Introduction

The vertebrobasilar system is the main blood supply for the posterior circulation, and stenosis or occlusion of the vertebrobasilar artery is naturally of great concern. Vascular curvature, a common morphological variant of the basilar artery (BA), has the most common alignment of a C-shape [1]. However, most BA curvatures do not meet the diagnosis of BA dolichoectasia (BADE) [1, 2] and are far less of a concern than BA stenosis.
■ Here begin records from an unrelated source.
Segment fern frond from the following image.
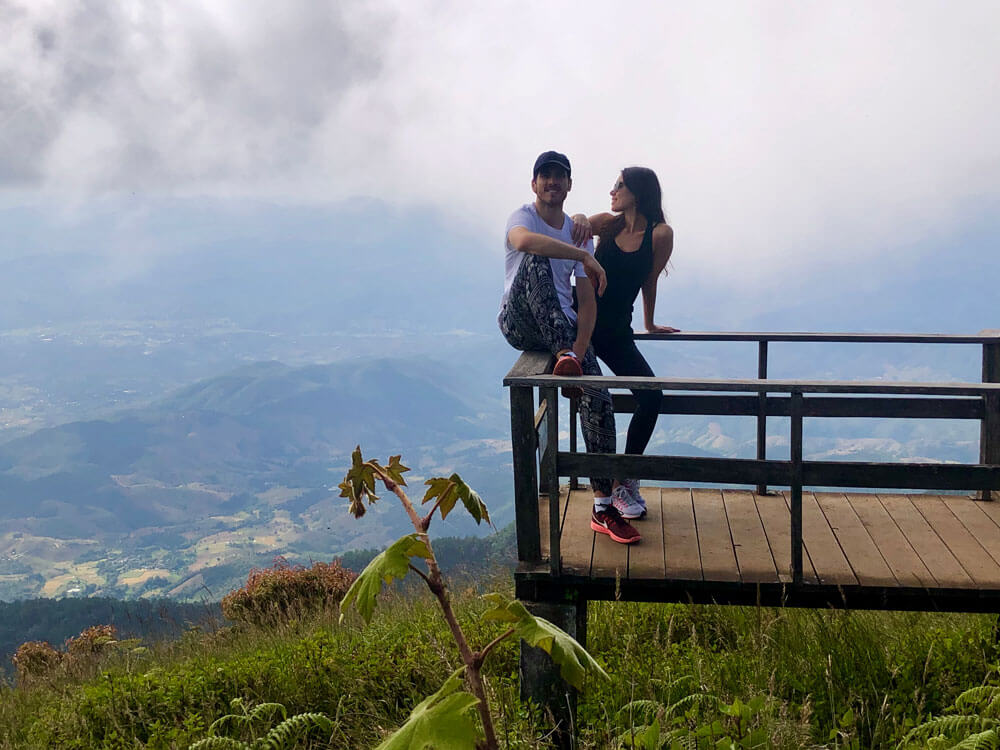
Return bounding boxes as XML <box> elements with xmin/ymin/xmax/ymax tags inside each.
<box><xmin>188</xmin><ymin>737</ymin><xmax>251</xmax><ymax>750</ymax></box>
<box><xmin>247</xmin><ymin>703</ymin><xmax>288</xmax><ymax>723</ymax></box>
<box><xmin>666</xmin><ymin>693</ymin><xmax>722</xmax><ymax>716</ymax></box>
<box><xmin>667</xmin><ymin>674</ymin><xmax>697</xmax><ymax>690</ymax></box>
<box><xmin>253</xmin><ymin>713</ymin><xmax>333</xmax><ymax>750</ymax></box>
<box><xmin>950</xmin><ymin>729</ymin><xmax>1000</xmax><ymax>750</ymax></box>
<box><xmin>902</xmin><ymin>714</ymin><xmax>998</xmax><ymax>745</ymax></box>
<box><xmin>955</xmin><ymin>685</ymin><xmax>1000</xmax><ymax>713</ymax></box>
<box><xmin>615</xmin><ymin>724</ymin><xmax>649</xmax><ymax>748</ymax></box>
<box><xmin>208</xmin><ymin>716</ymin><xmax>250</xmax><ymax>735</ymax></box>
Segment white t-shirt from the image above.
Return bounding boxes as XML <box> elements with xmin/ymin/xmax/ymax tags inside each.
<box><xmin>500</xmin><ymin>203</ymin><xmax>594</xmax><ymax>323</ymax></box>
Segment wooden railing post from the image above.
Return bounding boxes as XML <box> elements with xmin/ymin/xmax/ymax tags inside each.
<box><xmin>979</xmin><ymin>343</ymin><xmax>1000</xmax><ymax>500</ymax></box>
<box><xmin>538</xmin><ymin>388</ymin><xmax>561</xmax><ymax>575</ymax></box>
<box><xmin>789</xmin><ymin>392</ymin><xmax>802</xmax><ymax>584</ymax></box>
<box><xmin>569</xmin><ymin>398</ymin><xmax>580</xmax><ymax>490</ymax></box>
<box><xmin>757</xmin><ymin>341</ymin><xmax>767</xmax><ymax>495</ymax></box>
<box><xmin>510</xmin><ymin>386</ymin><xmax>542</xmax><ymax>563</ymax></box>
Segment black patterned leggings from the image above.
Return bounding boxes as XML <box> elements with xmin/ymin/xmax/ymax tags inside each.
<box><xmin>500</xmin><ymin>253</ymin><xmax>615</xmax><ymax>495</ymax></box>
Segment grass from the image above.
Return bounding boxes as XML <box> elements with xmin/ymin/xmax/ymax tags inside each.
<box><xmin>0</xmin><ymin>574</ymin><xmax>1000</xmax><ymax>750</ymax></box>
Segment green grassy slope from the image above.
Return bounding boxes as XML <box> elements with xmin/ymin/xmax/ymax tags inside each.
<box><xmin>0</xmin><ymin>574</ymin><xmax>998</xmax><ymax>750</ymax></box>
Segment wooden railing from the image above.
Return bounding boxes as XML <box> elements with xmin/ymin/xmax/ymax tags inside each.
<box><xmin>504</xmin><ymin>332</ymin><xmax>1000</xmax><ymax>584</ymax></box>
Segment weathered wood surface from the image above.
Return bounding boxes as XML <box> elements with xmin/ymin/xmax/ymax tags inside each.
<box><xmin>539</xmin><ymin>486</ymin><xmax>1000</xmax><ymax>593</ymax></box>
<box><xmin>503</xmin><ymin>375</ymin><xmax>1000</xmax><ymax>396</ymax></box>
<box><xmin>611</xmin><ymin>393</ymin><xmax>984</xmax><ymax>424</ymax></box>
<box><xmin>633</xmin><ymin>330</ymin><xmax>1000</xmax><ymax>344</ymax></box>
<box><xmin>557</xmin><ymin>452</ymin><xmax>1000</xmax><ymax>491</ymax></box>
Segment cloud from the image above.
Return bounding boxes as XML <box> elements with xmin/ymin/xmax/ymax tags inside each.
<box><xmin>0</xmin><ymin>0</ymin><xmax>379</xmax><ymax>194</ymax></box>
<box><xmin>0</xmin><ymin>0</ymin><xmax>1000</xmax><ymax>288</ymax></box>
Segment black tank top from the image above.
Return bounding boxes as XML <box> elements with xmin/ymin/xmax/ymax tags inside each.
<box><xmin>594</xmin><ymin>221</ymin><xmax>653</xmax><ymax>333</ymax></box>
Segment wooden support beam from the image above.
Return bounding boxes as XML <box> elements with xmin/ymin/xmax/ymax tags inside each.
<box><xmin>538</xmin><ymin>388</ymin><xmax>561</xmax><ymax>575</ymax></box>
<box><xmin>757</xmin><ymin>341</ymin><xmax>767</xmax><ymax>495</ymax></box>
<box><xmin>611</xmin><ymin>393</ymin><xmax>983</xmax><ymax>420</ymax></box>
<box><xmin>557</xmin><ymin>452</ymin><xmax>1000</xmax><ymax>490</ymax></box>
<box><xmin>510</xmin><ymin>387</ymin><xmax>542</xmax><ymax>563</ymax></box>
<box><xmin>979</xmin><ymin>343</ymin><xmax>1000</xmax><ymax>500</ymax></box>
<box><xmin>789</xmin><ymin>393</ymin><xmax>802</xmax><ymax>584</ymax></box>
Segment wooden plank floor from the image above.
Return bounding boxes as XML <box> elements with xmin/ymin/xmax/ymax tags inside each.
<box><xmin>540</xmin><ymin>487</ymin><xmax>1000</xmax><ymax>592</ymax></box>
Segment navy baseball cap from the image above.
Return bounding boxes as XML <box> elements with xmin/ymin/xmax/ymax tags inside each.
<box><xmin>531</xmin><ymin>151</ymin><xmax>572</xmax><ymax>179</ymax></box>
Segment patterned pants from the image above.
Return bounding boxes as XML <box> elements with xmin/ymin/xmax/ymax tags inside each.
<box><xmin>500</xmin><ymin>253</ymin><xmax>615</xmax><ymax>495</ymax></box>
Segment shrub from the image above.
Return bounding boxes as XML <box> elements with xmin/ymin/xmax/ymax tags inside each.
<box><xmin>222</xmin><ymin>557</ymin><xmax>358</xmax><ymax>627</ymax></box>
<box><xmin>11</xmin><ymin>641</ymin><xmax>66</xmax><ymax>685</ymax></box>
<box><xmin>66</xmin><ymin>625</ymin><xmax>118</xmax><ymax>659</ymax></box>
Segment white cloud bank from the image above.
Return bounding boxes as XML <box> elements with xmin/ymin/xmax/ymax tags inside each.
<box><xmin>0</xmin><ymin>0</ymin><xmax>1000</xmax><ymax>281</ymax></box>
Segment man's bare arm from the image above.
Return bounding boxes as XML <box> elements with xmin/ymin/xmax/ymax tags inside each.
<box><xmin>507</xmin><ymin>227</ymin><xmax>608</xmax><ymax>294</ymax></box>
<box><xmin>573</xmin><ymin>277</ymin><xmax>597</xmax><ymax>362</ymax></box>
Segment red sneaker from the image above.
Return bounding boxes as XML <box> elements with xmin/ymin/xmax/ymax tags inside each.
<box><xmin>590</xmin><ymin>505</ymin><xmax>642</xmax><ymax>544</ymax></box>
<box><xmin>552</xmin><ymin>354</ymin><xmax>583</xmax><ymax>398</ymax></box>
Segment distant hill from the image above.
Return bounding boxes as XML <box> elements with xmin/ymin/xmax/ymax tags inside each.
<box><xmin>0</xmin><ymin>358</ymin><xmax>511</xmax><ymax>599</ymax></box>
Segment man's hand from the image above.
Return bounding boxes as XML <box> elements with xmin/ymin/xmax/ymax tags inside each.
<box><xmin>583</xmin><ymin>253</ymin><xmax>608</xmax><ymax>297</ymax></box>
<box><xmin>572</xmin><ymin>214</ymin><xmax>594</xmax><ymax>247</ymax></box>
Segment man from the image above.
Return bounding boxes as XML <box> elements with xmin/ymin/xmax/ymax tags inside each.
<box><xmin>497</xmin><ymin>151</ymin><xmax>640</xmax><ymax>544</ymax></box>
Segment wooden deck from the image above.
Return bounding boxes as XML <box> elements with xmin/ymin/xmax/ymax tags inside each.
<box><xmin>518</xmin><ymin>486</ymin><xmax>1000</xmax><ymax>612</ymax></box>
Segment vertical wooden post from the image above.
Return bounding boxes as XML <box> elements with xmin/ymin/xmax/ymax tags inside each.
<box><xmin>979</xmin><ymin>343</ymin><xmax>1000</xmax><ymax>500</ymax></box>
<box><xmin>538</xmin><ymin>388</ymin><xmax>561</xmax><ymax>576</ymax></box>
<box><xmin>757</xmin><ymin>341</ymin><xmax>767</xmax><ymax>495</ymax></box>
<box><xmin>510</xmin><ymin>386</ymin><xmax>542</xmax><ymax>563</ymax></box>
<box><xmin>569</xmin><ymin>398</ymin><xmax>580</xmax><ymax>490</ymax></box>
<box><xmin>789</xmin><ymin>393</ymin><xmax>802</xmax><ymax>584</ymax></box>
<box><xmin>520</xmin><ymin>599</ymin><xmax>587</xmax><ymax>750</ymax></box>
<box><xmin>535</xmin><ymin>388</ymin><xmax>549</xmax><ymax>495</ymax></box>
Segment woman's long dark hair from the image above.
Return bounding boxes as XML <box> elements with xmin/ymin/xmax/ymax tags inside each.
<box><xmin>600</xmin><ymin>167</ymin><xmax>667</xmax><ymax>241</ymax></box>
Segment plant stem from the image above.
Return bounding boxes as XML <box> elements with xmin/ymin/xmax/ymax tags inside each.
<box><xmin>379</xmin><ymin>472</ymin><xmax>499</xmax><ymax>750</ymax></box>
Most previous studies considered that BA curvature is a vascular congenital variation and does not require special intervention. Recently, some studies have suggested that BA curvature is closely associated with the progression of BADE and the occurrence of posterior circulation infarction (PCI) [3, 4], possibly due to the resulting posterior circulation hemodynamic changes, abnormal blood perfusion, and subsequent atherosclerotic plaque formation [4,5,6,7]. However, these studies were cross-sectional or case–control studies, while prospective cohort studies on whether BA curvature is associated with the risk of PCI occurrence are lacking. In addition, most previous studies did not exclude the effect of BA stenosis on the occurrence of PCI. Theoretically, pronounced BA curvature could contribute to local atherosclerosis and even marked BA stenosis, but prior to the formation of vertebrobasilar stenosis, BA curvature primarily affects the pontine penetrating arteries, which in turn leads to the occurrence of PCI.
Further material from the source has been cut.